The following statements summarize the primary objectives presented in the chapter.

    Granite, © Tasa Graphic Arts, Inc.

  • Igneous rock forms from magma that cools and solidifies in a process called crystallization. Sedimentary rock forms from the lithification of sediment. Metamorphic rock forms from rock that has been subjected to great pressure and heat in a process called metamorphism.

  • The rate of cooling of magma greatly influences the size of mineral crystals in igneous rock. The four basic igneous rock textures are 1) fine-grained, 2) coarse-grained, 3) porphyritic, and 4) glassy.

  • The mineral makeup of an igneous rock is ultimately determined by the chemical composition of the magma from which it crystallized. N.L. Bowen showed that as magma cools, minerals crystallize in an orderly fashion. Crystal settling can change the composition of magma and cause more than one rock type to form from a common parent magma.

  • Igneous rocks are classified by their texture and mineral composition.

    Weathered Boulders (Corel)

  • Weathering is the response of surface materials to a changing environment. Mechanical weathering, the physical disintegration of material into smaller fragments, is accomplished by frost wedging, expansion resulting from unloading, and biological activity. Chemical weathering involves processes by which the internal structures of minerals are altered by the removal and/or addition of elements. It occurs when materials are oxidized or react with acid, such as carbonic acid.

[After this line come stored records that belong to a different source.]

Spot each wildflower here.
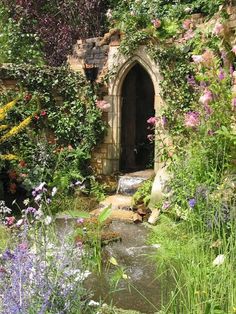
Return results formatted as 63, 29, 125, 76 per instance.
77, 218, 84, 224
151, 19, 161, 28
183, 19, 192, 30
202, 49, 214, 66
188, 198, 197, 208
232, 45, 236, 54
44, 216, 52, 226
46, 198, 52, 204
192, 55, 204, 63
199, 89, 213, 105
147, 134, 154, 142
9, 183, 17, 194
212, 22, 224, 36
218, 68, 225, 81
213, 254, 225, 266
147, 117, 157, 126
204, 104, 213, 117
24, 94, 32, 101
184, 29, 195, 40
23, 198, 30, 206
184, 111, 200, 128
96, 100, 111, 112
162, 202, 170, 210
232, 97, 236, 110
52, 186, 57, 197
25, 207, 36, 214
229, 64, 236, 76
106, 9, 112, 20
6, 216, 16, 227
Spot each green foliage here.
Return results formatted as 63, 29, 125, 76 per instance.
133, 180, 153, 205
0, 4, 44, 65
0, 224, 10, 252
1, 66, 105, 191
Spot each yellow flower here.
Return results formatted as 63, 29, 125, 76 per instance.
0, 117, 32, 143
0, 98, 18, 121
0, 154, 18, 160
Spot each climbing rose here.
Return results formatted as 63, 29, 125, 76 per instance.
218, 68, 225, 81
96, 100, 111, 112
147, 117, 157, 125
199, 89, 213, 106
232, 45, 236, 54
212, 22, 224, 36
183, 19, 192, 30
188, 198, 197, 208
192, 55, 204, 63
184, 111, 200, 128
232, 98, 236, 110
152, 19, 161, 28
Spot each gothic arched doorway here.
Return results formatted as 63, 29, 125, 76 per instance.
120, 63, 155, 171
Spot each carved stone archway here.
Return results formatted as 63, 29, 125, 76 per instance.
102, 46, 164, 173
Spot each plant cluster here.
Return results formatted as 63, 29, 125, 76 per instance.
0, 0, 107, 66
1, 66, 105, 199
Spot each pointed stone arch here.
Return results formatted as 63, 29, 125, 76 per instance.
103, 46, 164, 173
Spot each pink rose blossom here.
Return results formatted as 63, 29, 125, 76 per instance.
96, 100, 111, 112
152, 19, 161, 28
212, 22, 224, 36
183, 19, 192, 30
232, 45, 236, 54
184, 111, 200, 128
147, 117, 157, 125
192, 55, 204, 63
199, 89, 213, 106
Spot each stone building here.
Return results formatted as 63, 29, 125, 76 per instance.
68, 30, 163, 175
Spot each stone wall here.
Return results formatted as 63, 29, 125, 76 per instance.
68, 6, 236, 174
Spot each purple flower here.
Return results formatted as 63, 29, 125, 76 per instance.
199, 89, 213, 105
218, 68, 225, 81
77, 218, 84, 224
25, 207, 36, 214
188, 198, 197, 208
184, 111, 200, 128
147, 117, 157, 125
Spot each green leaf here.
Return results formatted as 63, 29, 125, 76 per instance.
98, 205, 111, 224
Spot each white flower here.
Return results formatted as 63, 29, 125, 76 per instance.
52, 186, 57, 197
213, 254, 225, 266
44, 216, 52, 226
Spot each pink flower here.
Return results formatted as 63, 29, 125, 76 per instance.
6, 216, 16, 227
192, 55, 204, 63
218, 68, 225, 81
232, 97, 236, 110
184, 111, 200, 128
199, 89, 213, 106
204, 104, 213, 116
151, 19, 161, 28
147, 134, 155, 142
147, 117, 157, 125
212, 22, 224, 36
96, 100, 111, 112
184, 29, 195, 40
183, 19, 192, 30
232, 45, 236, 54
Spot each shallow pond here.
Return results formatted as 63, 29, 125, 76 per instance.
85, 221, 171, 314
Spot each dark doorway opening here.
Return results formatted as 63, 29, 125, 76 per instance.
120, 63, 155, 171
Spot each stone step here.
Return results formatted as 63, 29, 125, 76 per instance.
117, 169, 155, 195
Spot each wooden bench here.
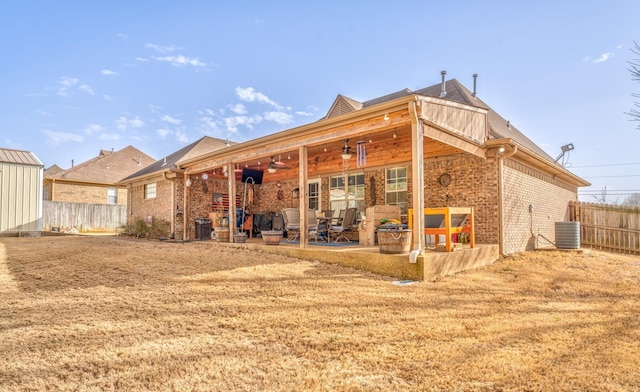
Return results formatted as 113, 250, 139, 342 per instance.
409, 207, 476, 252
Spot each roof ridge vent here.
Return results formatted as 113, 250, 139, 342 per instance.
440, 71, 447, 98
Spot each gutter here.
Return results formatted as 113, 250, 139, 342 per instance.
498, 144, 518, 256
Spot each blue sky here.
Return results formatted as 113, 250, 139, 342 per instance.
0, 0, 640, 201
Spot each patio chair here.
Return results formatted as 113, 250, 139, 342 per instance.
329, 209, 346, 226
329, 208, 358, 242
307, 210, 327, 242
282, 208, 300, 241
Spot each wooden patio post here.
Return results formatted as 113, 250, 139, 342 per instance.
409, 97, 425, 262
226, 163, 237, 242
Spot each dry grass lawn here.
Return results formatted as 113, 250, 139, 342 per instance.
0, 237, 640, 391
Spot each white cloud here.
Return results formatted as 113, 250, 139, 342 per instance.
56, 77, 79, 97
200, 117, 220, 131
236, 87, 280, 108
593, 52, 613, 64
156, 128, 173, 140
229, 103, 247, 114
296, 112, 313, 116
100, 133, 121, 140
36, 109, 51, 117
42, 129, 84, 146
176, 128, 189, 143
224, 116, 263, 133
160, 114, 182, 125
83, 124, 104, 135
153, 54, 207, 67
78, 84, 94, 95
116, 116, 144, 131
264, 112, 293, 125
144, 44, 184, 54
100, 69, 120, 76
129, 116, 144, 128
56, 77, 94, 97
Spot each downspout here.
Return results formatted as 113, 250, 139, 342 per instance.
182, 174, 191, 241
162, 172, 176, 238
409, 97, 424, 263
498, 144, 518, 256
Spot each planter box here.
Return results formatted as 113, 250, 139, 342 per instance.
262, 230, 282, 245
378, 229, 411, 254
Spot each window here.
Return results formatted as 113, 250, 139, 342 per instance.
329, 173, 364, 216
309, 180, 320, 211
144, 182, 156, 199
107, 188, 118, 204
385, 167, 408, 216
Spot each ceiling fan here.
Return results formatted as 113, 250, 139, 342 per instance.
267, 155, 290, 173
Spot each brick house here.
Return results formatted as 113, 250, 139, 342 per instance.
118, 136, 235, 239
43, 146, 155, 205
151, 73, 589, 254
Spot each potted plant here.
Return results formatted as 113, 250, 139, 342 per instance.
261, 230, 282, 245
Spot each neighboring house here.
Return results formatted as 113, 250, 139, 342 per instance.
118, 136, 236, 239
138, 74, 589, 254
0, 148, 44, 235
44, 146, 155, 205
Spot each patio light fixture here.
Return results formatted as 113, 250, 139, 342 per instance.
342, 139, 351, 161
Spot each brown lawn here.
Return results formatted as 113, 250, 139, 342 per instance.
0, 237, 640, 391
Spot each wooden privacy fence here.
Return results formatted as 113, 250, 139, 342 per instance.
569, 202, 640, 254
42, 200, 127, 232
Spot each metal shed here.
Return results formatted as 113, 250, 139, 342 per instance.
0, 148, 44, 235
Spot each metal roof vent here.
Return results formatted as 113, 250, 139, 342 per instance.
440, 71, 447, 98
471, 74, 478, 98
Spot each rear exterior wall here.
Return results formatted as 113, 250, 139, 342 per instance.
127, 177, 174, 222
424, 154, 499, 244
503, 159, 578, 254
53, 182, 127, 205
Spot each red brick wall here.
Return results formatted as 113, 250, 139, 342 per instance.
424, 155, 499, 244
128, 177, 174, 222
503, 159, 578, 254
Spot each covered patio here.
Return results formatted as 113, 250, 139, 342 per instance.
175, 81, 513, 279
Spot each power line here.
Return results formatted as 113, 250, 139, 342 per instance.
582, 174, 640, 178
571, 162, 640, 169
578, 189, 640, 192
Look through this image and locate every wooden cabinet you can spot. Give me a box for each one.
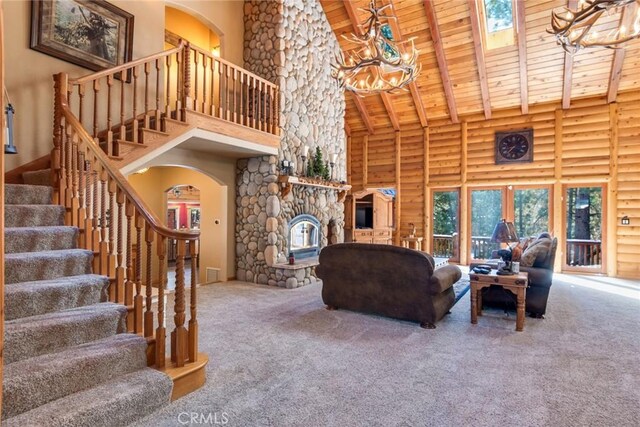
[344,190,393,245]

  • Detrital sediments are materials that originate and are transported as solid particles derived from weathering. Chemical sediments are soluble materials produced largely by chemical weathering that are precipitated by either inorganic or organic processes. Detrital sedimentary rocks, which are classified by particle size, contain a variety of mineral and rock fragments, with clay minerals and quartz the chief constituents. Chemical sedimentary rocks often contain the products of biological processes such as shells or mineral crystals that form as water evaporates and minerals precipitate. Lithification refers to the processes by which sediments are transformed into solid sedimentary rocks.

    Sandstone, © Tasa Graphic Arts, Inc.

  • Common detrital sedimentary rocks include shale (the most common sedimentary rock), sandstone, and conglomerate. The most abundant chemical sedimentary rock is limestone, composed chiefly of the mineral calcite. Rock gypsum and rock salt are chemical rocks that form as water evaporates and triggers the deposition of chemical precipitates.

  • Some of the features of sedimentary rocks that are often used in the interpretation of Earth history and past environments include strata, or beds (the single most characteristic feature), bedding planes, and fossils.

  • Two types of metamorphism are 1) regional metamorphism and 2) contact metamorphism. The agents of metamorphism include heat, pressure, and chemically active fluids. Heat is perhaps the most important because it provides the energy to drive the reactions that result in the recrystallization of minerals. Metamorphic processes cause many changes in rocks, including increased density, growth of larger mineral crystals, reorientation of the mineral grains into a layered or banded appearance known as foliation, and the formation of new minerals.

    Marble, © Tasa Graphic Arts, Inc.

  • Some common metamorphic rocks with a foliated texture include slate, schist, and gneiss. Metamorphic rocks with a nonfoliated texture include marble and quartzite.